Linkage disequilibrium is the non-random allelic association between different loci. Recently, it has been advocated as a powerful tool to refine gene location estimates, thanks to its ability to incorporate the effects of a large number of past generations of recombination. In localizing mendelian disease genes in human populatiions, this approach has already been succesfull. But more research work is still needed to determine its utility for fine mapping Quantitative Trait Loci (QTL) in animal populations. My talk gives some new insights on this question.

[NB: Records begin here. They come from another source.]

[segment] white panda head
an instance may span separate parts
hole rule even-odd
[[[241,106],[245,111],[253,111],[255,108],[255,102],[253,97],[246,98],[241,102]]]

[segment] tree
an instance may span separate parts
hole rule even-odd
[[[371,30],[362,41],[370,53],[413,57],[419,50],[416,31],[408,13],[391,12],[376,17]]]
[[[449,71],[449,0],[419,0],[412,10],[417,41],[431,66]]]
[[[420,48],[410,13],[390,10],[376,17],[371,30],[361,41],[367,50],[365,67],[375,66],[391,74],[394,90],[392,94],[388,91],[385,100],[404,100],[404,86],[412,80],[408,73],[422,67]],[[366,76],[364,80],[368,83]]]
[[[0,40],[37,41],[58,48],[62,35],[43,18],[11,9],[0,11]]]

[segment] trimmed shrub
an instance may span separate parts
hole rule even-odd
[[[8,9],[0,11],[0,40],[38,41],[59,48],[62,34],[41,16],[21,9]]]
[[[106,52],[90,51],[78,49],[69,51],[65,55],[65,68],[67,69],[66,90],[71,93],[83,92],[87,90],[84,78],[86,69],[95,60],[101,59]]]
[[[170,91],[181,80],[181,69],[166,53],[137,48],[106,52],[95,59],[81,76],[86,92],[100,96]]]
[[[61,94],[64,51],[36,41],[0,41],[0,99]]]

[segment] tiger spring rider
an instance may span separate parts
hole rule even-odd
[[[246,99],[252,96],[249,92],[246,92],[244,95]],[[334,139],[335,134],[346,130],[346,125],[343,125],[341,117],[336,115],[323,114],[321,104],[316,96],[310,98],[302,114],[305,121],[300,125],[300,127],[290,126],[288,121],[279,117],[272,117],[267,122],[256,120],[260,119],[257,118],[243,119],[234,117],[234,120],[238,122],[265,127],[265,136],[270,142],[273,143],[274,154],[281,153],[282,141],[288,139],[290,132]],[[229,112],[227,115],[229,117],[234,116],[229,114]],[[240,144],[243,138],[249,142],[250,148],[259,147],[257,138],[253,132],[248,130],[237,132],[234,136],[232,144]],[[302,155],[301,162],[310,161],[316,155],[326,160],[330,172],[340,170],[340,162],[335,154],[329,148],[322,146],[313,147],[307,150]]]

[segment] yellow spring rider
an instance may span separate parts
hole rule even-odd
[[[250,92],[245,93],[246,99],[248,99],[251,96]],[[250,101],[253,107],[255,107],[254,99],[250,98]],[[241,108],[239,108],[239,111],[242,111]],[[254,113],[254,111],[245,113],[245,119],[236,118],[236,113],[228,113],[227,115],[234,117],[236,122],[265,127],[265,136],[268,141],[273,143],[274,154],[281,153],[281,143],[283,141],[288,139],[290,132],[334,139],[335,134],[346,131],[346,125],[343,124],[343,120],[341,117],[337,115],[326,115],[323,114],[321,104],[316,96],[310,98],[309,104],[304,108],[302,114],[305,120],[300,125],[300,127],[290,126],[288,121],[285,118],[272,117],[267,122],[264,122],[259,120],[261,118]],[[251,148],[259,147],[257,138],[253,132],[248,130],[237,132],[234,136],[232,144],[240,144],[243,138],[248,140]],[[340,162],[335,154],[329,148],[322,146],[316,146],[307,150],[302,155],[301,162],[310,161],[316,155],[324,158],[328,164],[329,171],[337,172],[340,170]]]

I first present an interval mapping method for QTL. Following Xiong and Guo (1997), we use a maximum likehood approach and model the joint history of the quantitative trait locus and two flanking markers as a stochastic process. Since we deal with QTL, we can't assume as they do that one of the trait alleles is rare, and this brings us to derive the expected haplotype frequencies in a slightly different way. We compare our method with other existing ones under several simulation scenarios. Mean square errors of the QTL location estimates are significantly smaller than those obatined with Abdallah et al (2004)'s method, and similar to those obtained by Meuwissen and Goddart (2000). And our method is much faster than this last one.

Finally I propose a different way of evaluating the likehood above, based on a diffusion approximation of the Wright Fisher model. It gives a more precise estimate of the likehood, taking account of the stochasticity of haplotype frequency evolution over generations. It applies to many kinds of populations.